The pandemic caused many of us to suffer from isolation in almost every aspect of our lives. Being stuck in our homes, people were prevented from being with one another. They were forced to resort to other ways of communication like text, voice, and video messaging as alternatives. Although these can provide some help, many feel that these are inadequate. A sense of belongingness in the community is what we look for. This stems from that feeling that we matter to the people around us.
This sense of belongingness can be beneficial for everyone, so it is crucial to evoke this concern in every member of society. To help those affected by the pandemic, we can always try to reach out, not just to others but also to ourselves. Here are some ways to look inwards and find this sense that we are looking for is none other than ourselves.
Letting go of the “I don’t belong anywhere” belief
Many of us think that we can never belong no matter where we go and who we are with. But most of the time, this is just our pessimist selves talking. We do belong somewhere. We will always have someone who truly cares about our well-being, and we have to acknowledge and appreciate them. Sometimes, we tend to focus on our failed interactions with other people, our different beliefs, and difficulties while growing up.
But we have to look at them in a different way. Instead of “Their beliefs are different from mine,” it can be “My beliefs have some little similarities with theirs.” Instead of “I had a hard childhood,” it can be “My childhood made me strong.” Instead of “I don’t belong anywhere,” it can be “I belong in the company of my friends and family.”
This is probably one of the easiest to state but the most challenging thing to do. Accepting yourself for all your flaws and imperfections is a daunting task that few of us can do. Self-acceptance can open a lot of positive reinforcement within ourselves that we have probably long neglected.

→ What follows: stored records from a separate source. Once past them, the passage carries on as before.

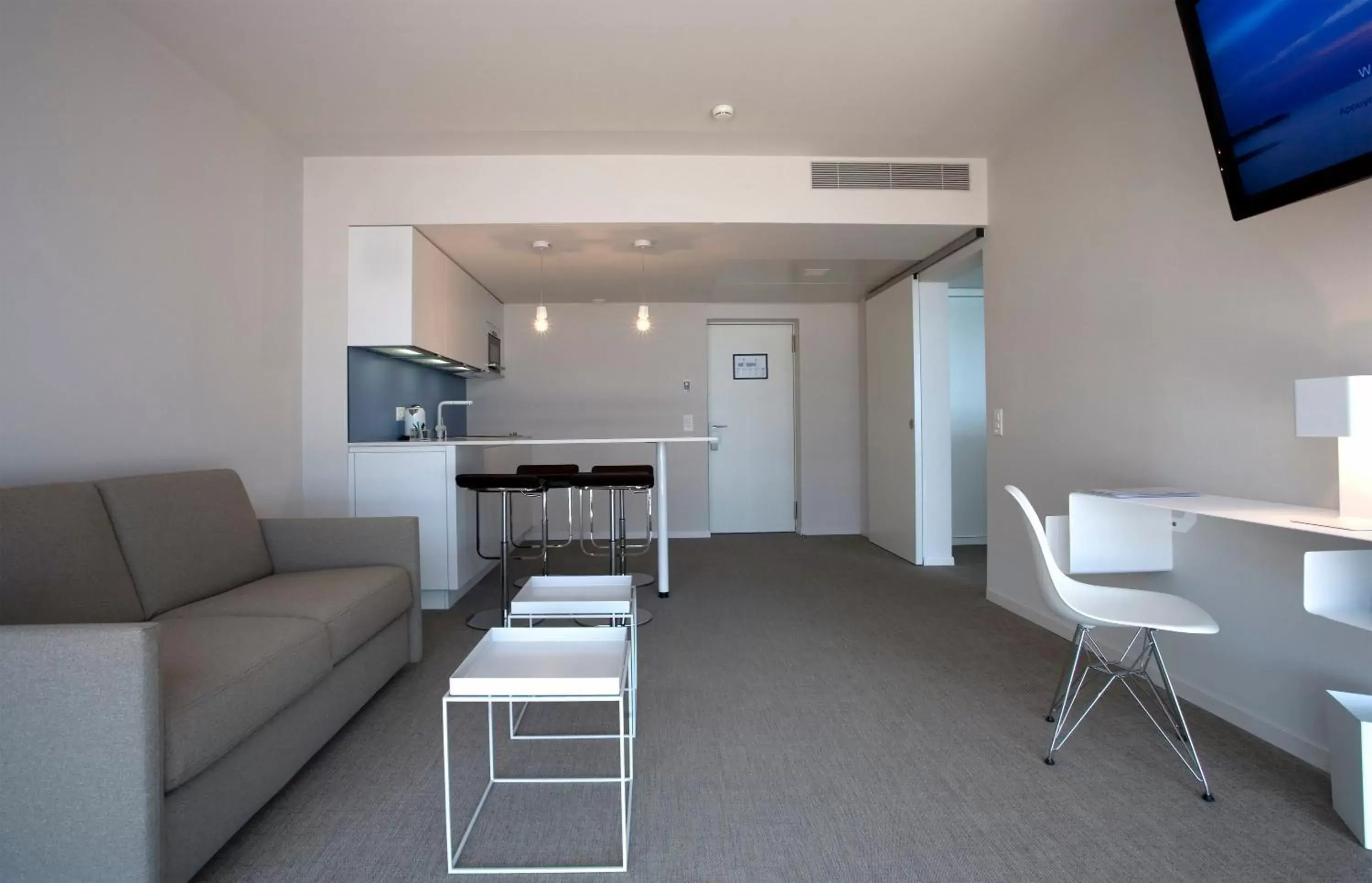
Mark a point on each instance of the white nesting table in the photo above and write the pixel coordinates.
(611, 598)
(542, 665)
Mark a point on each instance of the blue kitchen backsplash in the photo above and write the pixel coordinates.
(378, 383)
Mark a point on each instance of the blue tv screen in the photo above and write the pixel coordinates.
(1287, 88)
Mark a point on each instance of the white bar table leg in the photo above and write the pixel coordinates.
(663, 581)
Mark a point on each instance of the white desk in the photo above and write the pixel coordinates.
(1108, 535)
(372, 495)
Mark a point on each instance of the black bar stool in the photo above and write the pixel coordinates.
(619, 481)
(504, 485)
(556, 477)
(626, 547)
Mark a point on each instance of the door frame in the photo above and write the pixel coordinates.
(795, 398)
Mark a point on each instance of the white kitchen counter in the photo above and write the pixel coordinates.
(420, 481)
(523, 440)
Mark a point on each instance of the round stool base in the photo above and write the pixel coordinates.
(644, 619)
(486, 620)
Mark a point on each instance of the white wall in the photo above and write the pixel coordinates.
(342, 191)
(968, 414)
(151, 263)
(595, 375)
(1136, 335)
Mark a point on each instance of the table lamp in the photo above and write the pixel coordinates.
(1342, 408)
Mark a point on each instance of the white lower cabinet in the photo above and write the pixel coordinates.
(422, 481)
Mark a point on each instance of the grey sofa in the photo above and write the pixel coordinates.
(168, 661)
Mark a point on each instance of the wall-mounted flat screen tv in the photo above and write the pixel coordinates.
(1287, 87)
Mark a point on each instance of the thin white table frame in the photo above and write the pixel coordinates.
(533, 613)
(625, 779)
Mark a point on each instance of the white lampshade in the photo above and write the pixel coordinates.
(1334, 407)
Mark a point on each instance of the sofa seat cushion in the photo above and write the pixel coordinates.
(353, 603)
(223, 678)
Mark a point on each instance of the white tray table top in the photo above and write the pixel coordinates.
(545, 662)
(597, 595)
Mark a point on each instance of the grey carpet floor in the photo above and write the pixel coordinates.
(813, 709)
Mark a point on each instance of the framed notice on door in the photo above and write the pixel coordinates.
(750, 366)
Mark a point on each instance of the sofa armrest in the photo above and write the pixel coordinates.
(80, 753)
(323, 543)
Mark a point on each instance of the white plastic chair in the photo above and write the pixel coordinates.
(1090, 606)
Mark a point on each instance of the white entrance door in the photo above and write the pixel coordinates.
(891, 420)
(752, 409)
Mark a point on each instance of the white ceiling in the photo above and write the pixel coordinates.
(693, 263)
(809, 77)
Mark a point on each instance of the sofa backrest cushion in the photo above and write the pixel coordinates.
(59, 561)
(186, 536)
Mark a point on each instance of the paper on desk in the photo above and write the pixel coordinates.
(1142, 494)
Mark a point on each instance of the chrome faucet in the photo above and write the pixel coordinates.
(441, 430)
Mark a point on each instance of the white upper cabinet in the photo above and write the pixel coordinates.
(404, 291)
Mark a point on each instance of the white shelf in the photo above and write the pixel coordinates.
(574, 595)
(1349, 719)
(545, 662)
(1252, 511)
(1338, 586)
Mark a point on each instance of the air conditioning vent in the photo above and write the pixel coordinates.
(890, 176)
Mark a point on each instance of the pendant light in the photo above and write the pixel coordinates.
(644, 322)
(541, 313)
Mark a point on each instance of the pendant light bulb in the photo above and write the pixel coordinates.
(643, 323)
(541, 313)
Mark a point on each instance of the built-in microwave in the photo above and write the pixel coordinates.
(493, 353)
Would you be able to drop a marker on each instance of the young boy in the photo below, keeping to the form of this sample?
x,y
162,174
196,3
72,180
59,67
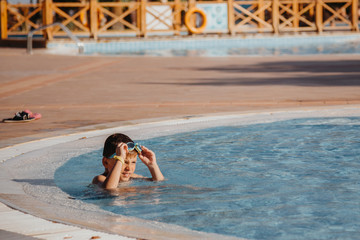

Although we cannot fully achieve this in just a short time, we can take small steps towards it and make life better little by little. This will help us view everything about ourselves in a more positive light instead of hurting whenever we think of our uniqueness.
As much as we should find a level of comfort in ourselves, we can still find support in the company of other people. We all know that it can be difficult to socialize in this restricted world. But as pandemic protocols are being lifted, we can slowly go back to our former practices with only a few safety measures to keep in mind.
Socializing with new people as well as our present family and friends can help avoid mental health issues. Mingling with others can help mitigate mental problems like anxiety, depression, dementia, and Alzheimer’s disease, which may need to be observed in neurological disorder treatment facilities. Reaching out to others should always be the next step after being at peace with ourselves.
Learning to cope with rejection
Probably one of the primary reasons many of us are afraid of socializing is our fear of rejection. This can be felt in many situations in our lives. It can be our childhood when we want to make friends with other kids or in our romantic lives when we start dating a partner. It can also be in our careers whenever we enter job interviews and even in old age when we feel like our families don’t want to care for us.
This fear can hold us back from doing many things that can help us feel like we belong in our society. And even when we do get rejected, it can take much understanding, self-affirmation, and time to recover. But no matter how long it takes, rejection should always be seen as an open door rather than a missed opportunity.
These steps are some of the best ways to achieve a sense of belongingness without asking for a lot from other people. These will have us look into our hearts and minds to reevaluate our thoughts and feelings and reprogram them to our advantage. We don’t have to put much effort into it. But doing our best in these tasks should immediately make us feel more comfortable in our skin and community.
What matters is the support and positivity that people can provide for us, not the number of people we feel accepted by. But in turn, we must also reach out to others, especially those that feel the same emptiness of not belonging anywhere in the world. This should be our way of giving back to society after we find ourselves reintegrated into its ever-changing circles.